If your scope changes between assessments, (e.g., you start taking payments over the phone) will you need to recertify to the PCI DSS?

Technically, you do not recertify but are instead reassessed against the PCI DSS.  Compliance with the PCI DSS should be a continuous aspect of business-as-usual operations, and the assessment is simply a snapshot in time which demonstrates that this is the case, rather than an official certification sign off which has an expiry date.  As such, even if your scope changes drastically between assessments this should not invalidate your compliance, as you should always be compliant with the Standard.

However, scope changes, such as starting to take payments over the phone, may constitute a significant change.  There are a number of requirements which outline what you need to do following a significant change including penetration testing, vulnerability scanning, updating documentation, reassessing scope, etc.  During your next annual assessment, your assessor will look at everything you did to check you maintained compliance throughout that change.

Are there any tools available to help you comply with the new script integrity checking requirement in PCI DSS v4.0?

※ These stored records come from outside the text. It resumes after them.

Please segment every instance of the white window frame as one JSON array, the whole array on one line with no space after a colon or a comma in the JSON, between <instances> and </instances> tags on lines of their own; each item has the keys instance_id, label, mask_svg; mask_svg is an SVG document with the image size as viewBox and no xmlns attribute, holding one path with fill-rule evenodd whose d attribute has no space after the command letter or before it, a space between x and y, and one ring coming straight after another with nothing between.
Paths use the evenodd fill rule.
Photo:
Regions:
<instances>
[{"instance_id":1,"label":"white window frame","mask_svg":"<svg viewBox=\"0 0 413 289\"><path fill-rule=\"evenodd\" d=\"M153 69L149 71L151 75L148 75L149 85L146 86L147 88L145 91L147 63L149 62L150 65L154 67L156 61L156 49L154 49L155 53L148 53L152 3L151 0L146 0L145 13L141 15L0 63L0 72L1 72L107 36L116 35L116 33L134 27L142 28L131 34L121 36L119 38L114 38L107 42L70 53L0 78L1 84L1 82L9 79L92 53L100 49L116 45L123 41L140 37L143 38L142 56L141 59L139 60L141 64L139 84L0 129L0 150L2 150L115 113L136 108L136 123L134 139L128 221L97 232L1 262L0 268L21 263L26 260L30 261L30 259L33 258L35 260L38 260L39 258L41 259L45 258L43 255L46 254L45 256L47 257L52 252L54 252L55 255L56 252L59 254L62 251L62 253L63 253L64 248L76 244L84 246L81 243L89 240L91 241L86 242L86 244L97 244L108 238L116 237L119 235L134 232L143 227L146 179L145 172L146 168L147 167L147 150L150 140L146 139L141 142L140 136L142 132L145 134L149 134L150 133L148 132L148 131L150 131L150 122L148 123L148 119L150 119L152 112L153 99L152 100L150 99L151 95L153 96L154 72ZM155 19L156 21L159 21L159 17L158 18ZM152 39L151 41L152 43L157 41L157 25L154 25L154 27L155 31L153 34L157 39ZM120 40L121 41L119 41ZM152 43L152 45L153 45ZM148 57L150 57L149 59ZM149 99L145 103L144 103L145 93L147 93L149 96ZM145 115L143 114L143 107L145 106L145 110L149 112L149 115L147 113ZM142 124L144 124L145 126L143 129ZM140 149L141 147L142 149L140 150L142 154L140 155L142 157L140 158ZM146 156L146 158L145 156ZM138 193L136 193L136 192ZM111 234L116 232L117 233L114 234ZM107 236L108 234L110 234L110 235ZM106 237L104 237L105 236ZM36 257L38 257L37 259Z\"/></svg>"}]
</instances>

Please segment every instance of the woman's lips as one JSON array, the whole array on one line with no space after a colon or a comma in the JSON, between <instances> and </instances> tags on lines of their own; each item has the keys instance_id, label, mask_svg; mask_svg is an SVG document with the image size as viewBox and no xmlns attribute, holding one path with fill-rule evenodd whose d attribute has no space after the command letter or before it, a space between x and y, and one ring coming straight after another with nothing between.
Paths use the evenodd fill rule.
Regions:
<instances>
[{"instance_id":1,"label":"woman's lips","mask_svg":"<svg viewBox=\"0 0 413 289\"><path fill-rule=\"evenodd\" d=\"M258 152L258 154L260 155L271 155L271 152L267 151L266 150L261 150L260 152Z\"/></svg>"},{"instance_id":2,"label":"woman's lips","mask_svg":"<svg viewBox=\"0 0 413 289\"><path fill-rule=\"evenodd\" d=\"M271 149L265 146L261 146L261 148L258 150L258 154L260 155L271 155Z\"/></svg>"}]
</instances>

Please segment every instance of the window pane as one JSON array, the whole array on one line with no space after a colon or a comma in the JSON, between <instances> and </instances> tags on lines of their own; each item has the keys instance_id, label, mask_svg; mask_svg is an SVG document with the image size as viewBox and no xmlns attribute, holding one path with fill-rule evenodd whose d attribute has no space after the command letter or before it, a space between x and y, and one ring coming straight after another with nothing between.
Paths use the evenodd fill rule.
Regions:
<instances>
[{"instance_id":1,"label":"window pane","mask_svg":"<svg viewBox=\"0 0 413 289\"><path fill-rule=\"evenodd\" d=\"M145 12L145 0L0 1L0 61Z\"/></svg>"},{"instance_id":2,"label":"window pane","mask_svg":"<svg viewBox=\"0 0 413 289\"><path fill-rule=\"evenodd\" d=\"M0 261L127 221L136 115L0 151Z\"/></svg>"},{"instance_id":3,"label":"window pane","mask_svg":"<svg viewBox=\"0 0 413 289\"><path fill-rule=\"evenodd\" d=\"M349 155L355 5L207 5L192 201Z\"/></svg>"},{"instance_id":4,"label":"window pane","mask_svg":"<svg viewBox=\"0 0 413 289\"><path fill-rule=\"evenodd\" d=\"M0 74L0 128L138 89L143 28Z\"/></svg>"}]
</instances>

The new version of the Standard has introduced Requirement 6.4.3 which, among other things, dictates that certified organisations must check the integrity of scripts on their payment pages; for further information about Requirement 6.4.3, URM’s How to Meet Key New PCI DSS 4.0 Requirements blog provides in-depth guidance on the new requirement and how to meet it.

There are a variety of tools available on the internet which can assist you to meet this requirement, however we would strongly recommend you remain wary of marketing claims about what the product can do, as these aren’t always accurate.  For example, a product may claim to be able to ‘make you PCI DSS compliant’; unfortunately, this will never be true. While a product may make compliance easier, no tool, product or service will be able to make you compliant by itself.  If you do decide to utilise tools, ensure you have a comprehensive understanding of which requirement that tool will help you meet, and what you will need to do to use that tool in a way that helps facilitate compliance.